Il Collegio ha condiviso l’interpretazione secondo cui  la norma comporta solo l’obbligo per le stazioni appaltanti di accertare la congruità delle offerte sulla base della verifica della compatibilità delle scelte organizzative effettuate dal concorrente con la normativa concernente i minimi salariali contrattuali della manodopera di settore, fermi, comunque l’inammissibilità «di giustificazioni in relazione a trattamenti salariali minimi inderogabili stabiliti dalla legge o da fonti autorizzate dalla legge» ex art. 87, comma 3, dello stesso d.lgs. n. 163/2006 e l’adempimento alle disposizioni in materia di salute e sicurezza nei luoghi di lavoro. (Consiglio di Stato, Sez. V, n. 32 del 2015).

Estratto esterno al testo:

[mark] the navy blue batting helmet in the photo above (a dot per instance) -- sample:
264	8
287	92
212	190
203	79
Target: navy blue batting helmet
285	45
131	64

Il Collegio precisa che la valutazione del costo del lavoro, in sede di verifica della congruità dell’offerta, consente alla stazione appaltante di verificare il rispetto dei minimi salariali inderogabili, sui quali non sono ammesse giustificazioni, ma nello stesso tempo di dare spazio alla valutazione di efficienze organizzative dell’impresa, che conducono alla scelta dell’offerta realmente “economicamente più bassa”.

Inoltre nella sentenza si osserva che la norma di cui al comma 3 bis dell’art. 82 è stata introdotta dal Decreto del Fare ( D.L. n. 69 del 2013) la cui ratio consiste nel rendere più immediatamente percepibile (attraverso la separata specificazione del costo del personale e degli oneri della sicurezza nel contesto del prezzo offerto dalla singola impresa) che il ribasso non ha intaccato i minimi salariali e il costo per la “sicurezza”, ma che la competizione tra le imprese si è svolta su altre voci e, dunque, consente di evidenziare alla stazione appaltante con immediatezza quali voci di costo siano interessati da eventuali incongruità.

Infine il Collegio ha affrontato la questione del ccnl da applicare al personale. Al riguardo ha chiarito che la scelta del contratto da applicare rientra nelle prerogative di organizzazione dell’imprenditore e nella libertà negoziale delle parti. Unico  limite è che sia  coerente con l’oggetto dell’appalto.

In conclusione, il Consiglio di Stato ha quindi ritenuto che:

  • il prezzo più competitivo, poteva rilevare solo in sede di valutazione di congruità dell’offerta, ma non costituire causa di non ammissibilità.
  • non può essere considerata anomala l’offerta quando la stessa è riconducibile al minor costo del lavoro per il contratto da essa applicato al proprio personale rispetto a quello applicato da altra impresa se nel disciplinare di gara si richiede l’indicazione non di un contratto specifico ma semplicemente di quale sia il contratto applicato e, peraltro, le mansioni richieste per l’esecuzione del servizio sono riconducibili a più figure professionali, inquadrabili anche nelle previsioni di diverse tipologie contrattuali (Consiglio di Stato, sez. VI, 26/03/2010, n. 1754).